Suncor Energy (TSX:SU)(NYSE:SU) is one of Canada’s most popular energy stocks for a reason. With many lucrative E&P projects and a huge network of gas stations, it is virtually a money-printing machine. While the company does need oil above $40 to turn a profit, it’s pure gravy at that price and higher. And today, oil prices are way above what Suncor needs to break even.
In its most recent quarter, Suncor delivered the best earnings in its entire history. Yet its stock remains way down from all-time highs. The stock certainly looks like a great value today. In this article, I will make the case that it is indeed a great value, even after all the gains it has already posted this year.
Suncor earnings recap
Suncor’s most recent quarter was a pretty big success. It beat analyst estimates, boasting metrics like
- $4 billion in adjusted funds from operations. On a per-share basis, the growth was in excess of 100%;
- $2.9 billion in net income, up 253%; and
- $728 million in net debt reduction.
Those are all very solid results. And thanks to the debt reduction, Suncor has the potential to keep the good times rolling. Whenever a company reduces its debt, it reduces future interest expenses, paving the way for higher earnings in the future. So, Suncor is delivering on just about every level you’d want it to.
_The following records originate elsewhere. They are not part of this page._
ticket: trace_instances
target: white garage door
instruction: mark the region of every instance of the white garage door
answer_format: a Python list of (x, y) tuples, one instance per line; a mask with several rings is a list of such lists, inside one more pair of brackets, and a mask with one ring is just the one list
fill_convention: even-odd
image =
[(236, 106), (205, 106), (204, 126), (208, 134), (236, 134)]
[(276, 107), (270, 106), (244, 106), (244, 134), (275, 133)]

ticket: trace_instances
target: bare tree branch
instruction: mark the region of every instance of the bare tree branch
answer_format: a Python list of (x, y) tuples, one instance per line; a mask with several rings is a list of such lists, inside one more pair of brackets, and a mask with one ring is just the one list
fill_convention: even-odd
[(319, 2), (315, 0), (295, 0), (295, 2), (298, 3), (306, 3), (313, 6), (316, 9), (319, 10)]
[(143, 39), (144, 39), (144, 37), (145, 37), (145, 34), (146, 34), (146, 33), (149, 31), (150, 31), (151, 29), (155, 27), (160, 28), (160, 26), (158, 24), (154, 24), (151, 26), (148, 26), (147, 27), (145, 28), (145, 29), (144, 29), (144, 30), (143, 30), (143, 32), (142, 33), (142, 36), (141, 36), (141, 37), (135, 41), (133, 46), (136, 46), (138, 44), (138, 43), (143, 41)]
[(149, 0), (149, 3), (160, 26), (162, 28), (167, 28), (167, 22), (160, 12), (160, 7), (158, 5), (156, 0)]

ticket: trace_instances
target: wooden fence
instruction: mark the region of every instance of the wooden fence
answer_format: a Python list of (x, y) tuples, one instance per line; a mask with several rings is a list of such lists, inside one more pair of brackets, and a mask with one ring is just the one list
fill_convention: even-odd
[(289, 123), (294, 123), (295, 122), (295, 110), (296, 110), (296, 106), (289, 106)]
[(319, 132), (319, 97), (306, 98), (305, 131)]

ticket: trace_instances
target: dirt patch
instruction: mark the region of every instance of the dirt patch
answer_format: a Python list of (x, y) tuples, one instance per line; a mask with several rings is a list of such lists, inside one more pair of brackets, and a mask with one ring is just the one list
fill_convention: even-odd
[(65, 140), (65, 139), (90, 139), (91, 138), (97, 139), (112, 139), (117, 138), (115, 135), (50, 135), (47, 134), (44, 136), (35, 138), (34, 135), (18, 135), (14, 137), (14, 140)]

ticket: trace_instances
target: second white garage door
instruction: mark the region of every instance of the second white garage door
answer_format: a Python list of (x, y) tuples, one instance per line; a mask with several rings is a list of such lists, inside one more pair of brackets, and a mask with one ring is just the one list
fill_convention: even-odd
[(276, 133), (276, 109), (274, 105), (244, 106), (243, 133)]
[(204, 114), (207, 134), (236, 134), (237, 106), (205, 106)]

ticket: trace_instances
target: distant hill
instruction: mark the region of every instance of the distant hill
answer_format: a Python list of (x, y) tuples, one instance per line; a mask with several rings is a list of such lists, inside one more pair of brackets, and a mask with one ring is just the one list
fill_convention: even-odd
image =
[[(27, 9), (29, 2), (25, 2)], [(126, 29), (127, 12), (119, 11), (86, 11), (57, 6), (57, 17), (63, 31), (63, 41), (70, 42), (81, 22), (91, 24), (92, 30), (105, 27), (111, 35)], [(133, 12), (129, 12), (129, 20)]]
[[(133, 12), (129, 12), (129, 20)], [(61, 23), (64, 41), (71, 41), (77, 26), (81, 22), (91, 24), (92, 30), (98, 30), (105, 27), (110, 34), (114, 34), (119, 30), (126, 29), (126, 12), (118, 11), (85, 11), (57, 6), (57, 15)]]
What’s in store for next quarter?
It’s one thing to note that Suncor had a great quarter but quite another thing to predict that the great results to continue. In order for Suncor to match its Q1 performance in Q2, it will need a few ingredients in place:
- Oil prices above $100
- Strong production
- Not too many costs
I can’t give you a short-term oil price forecast, because, ultimately, nobody knows how that will play out. OPEC could crash oil overnight by deciding on a 20% output hike, assuming they had the capacity to do it. So, short-term oil forecasts are never reliable; a few key individuals in the industry can always do something unexpected. With that said, Russia’s oil is going to be held up for the foreseeable future, and China’s lockdowns won’t last forever. These are solid indications that even in Q2, oil prices will be fairly high.
As for production levels, Suncor does not currently have any major impediments to its ability to produce oil. Its operations are moving along smoothly and there haven’t been any reports of logistical issues on the ground level.
Regarding costs, we know that, in fact, one of Suncor’s costs is going down. The company is paying off its debt, so its interest expenses are likely to be lower in the upcoming quarter. That doesn’t mean total costs will go down in Q2, but it could help with costs a little. On the flipside, if Suncor ramps up production, it might face higher labour costs, so it’s a mixed picture. One thing is for sure, though: if oil prices remain high, then Suncor will outperform the average TSX stock.